No entanto, a equipe do Inter sabia jogar. Saía tocando a bola, e não sentia tanto o Sampa. O prêmio pela calma surgiu em uma jogada engraçada, após um desviou que matou totalmente Ceni. Era o empate tão esperado para o Internacional. O ruim é que essa segurança durou apenas pouquíssimos minutos. Uns dois, ou menos ainda. Após sobra, a bola veio pra Souto que chutou em um estilo “seja o que Deus quiser” pra área. A bola chegou em Ricardo Oliveira, que de novo deu esperança ao São Paulo. 2 a 1.
“Ah, é agora então. A gente vai conseguir!” Era o pensamento do torcedor são-paulino. A equipe criava chances, e os ataques perigosos vinham. Assustavam o Inter. Pelo menos, pareciam. Só que o Internacional sabia jogar o jogo. Era frio. E sabia o que fazer. Quase fez o tento do empate, pois Tinga perdeu uma chance incrível após cruzamento de Sandro. Nisso era o adeus do Tricolor Paulista.
Era uma equipe que sabia jogar mesmo. Marcava bem o São Paulo, que começava a jogar na raça, após certos lances de perigo. Fernandão parecia funcionar bem como meia de armação. Dagoberto, bem, que eu me lembre não levou perigo pelo lado de Nei. Oliveira fazia algumas coisas pelo lado direito. Hernanes tentava, e fazia o que tinha de fazer, e o que sempre fez no Sampa. Era o volante que era totalmente diferenciado no meio-de-campo, que driblava, que dava um passe genial e decidia o jogo, pois era fora do normal. Levava perigo em chutes ao gol de Renan. Após lindo passe de Jean, – que jogou bem na posição – Hernanes recebeu, cruzou pra Fernandão que quase fez… Foi passando perigosa.
Foi isso, e se acabava de novo o sonho do tetra.
No agregado dos dois jogos, o Inter foi mesmo melhor. Sabia tocar a bola, foi mais frio e mais eficiente. Foi um time que soube o que fazer quando precisava, não que o Sampa não tenha feito isso. Talvez o grande erro do São Paulo tenha sido ver a equipe de um jeito estranho no primeiro jogo, que apostava na saída rápida de Marlos e Dagoberto pelos flancos, e que não funcionou, e que foi empurrada pelo Inter muito forte no ataque, e não fazer nada. Não tentar arriscar outra coisa. Tudo bem que funcionou contra o Cruzeiro, mas foi outra história no RS. Foi um time um pouco muito dependendo da proposta do jogo, que não teve nada de sólido. Nenhum contra-ataque. Não foi fácil. O Inter mereceu, e o Sampa ficou pelo menos entre os três melhores da América do Sul. Fica pelo menos uma boa imagem, reparem:

O São Paulo, ao longo de três anos, sempre está ali. Em 2008 caiu nas quartas, em 2009 também nas quartas e neste ano, nas semi. Sempre eficiente, pois sempre tem time bom pra chegar.

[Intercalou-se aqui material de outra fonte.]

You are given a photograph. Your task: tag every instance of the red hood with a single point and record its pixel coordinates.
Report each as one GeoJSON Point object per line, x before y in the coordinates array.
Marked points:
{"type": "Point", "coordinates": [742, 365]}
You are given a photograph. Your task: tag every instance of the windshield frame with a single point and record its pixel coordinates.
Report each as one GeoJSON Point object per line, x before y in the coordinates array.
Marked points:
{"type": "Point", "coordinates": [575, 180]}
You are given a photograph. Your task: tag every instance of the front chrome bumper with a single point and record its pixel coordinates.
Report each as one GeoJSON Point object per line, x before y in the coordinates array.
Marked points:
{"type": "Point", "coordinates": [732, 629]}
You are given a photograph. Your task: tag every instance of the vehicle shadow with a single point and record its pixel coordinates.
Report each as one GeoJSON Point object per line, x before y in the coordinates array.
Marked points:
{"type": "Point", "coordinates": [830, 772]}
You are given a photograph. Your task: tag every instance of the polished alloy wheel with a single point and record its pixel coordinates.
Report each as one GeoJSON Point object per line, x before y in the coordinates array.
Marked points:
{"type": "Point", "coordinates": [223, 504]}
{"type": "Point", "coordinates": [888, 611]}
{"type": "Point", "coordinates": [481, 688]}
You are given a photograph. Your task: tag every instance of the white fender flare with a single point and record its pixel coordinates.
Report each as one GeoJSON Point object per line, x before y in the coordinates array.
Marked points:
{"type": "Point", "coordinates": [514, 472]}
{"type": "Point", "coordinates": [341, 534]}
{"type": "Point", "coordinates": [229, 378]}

Para o Inter, uma boa imagem de chegar na final e de estar no Mundial de dezembro em Abu-Dhabi. Porém, antes tem a Liberta. Aí há uma maldição a ser quebrada. Todos os times que eliminaram o Sampa em Libertadores, desde 2007, chegam na final e perdem. Foi assim com o Grêmio, Fluminense e Cruzeiro. A única exceção foi, coincidentemente, o Inter, na final da Libertadores de 2006, onde foi a única de suas conquistas no torneio.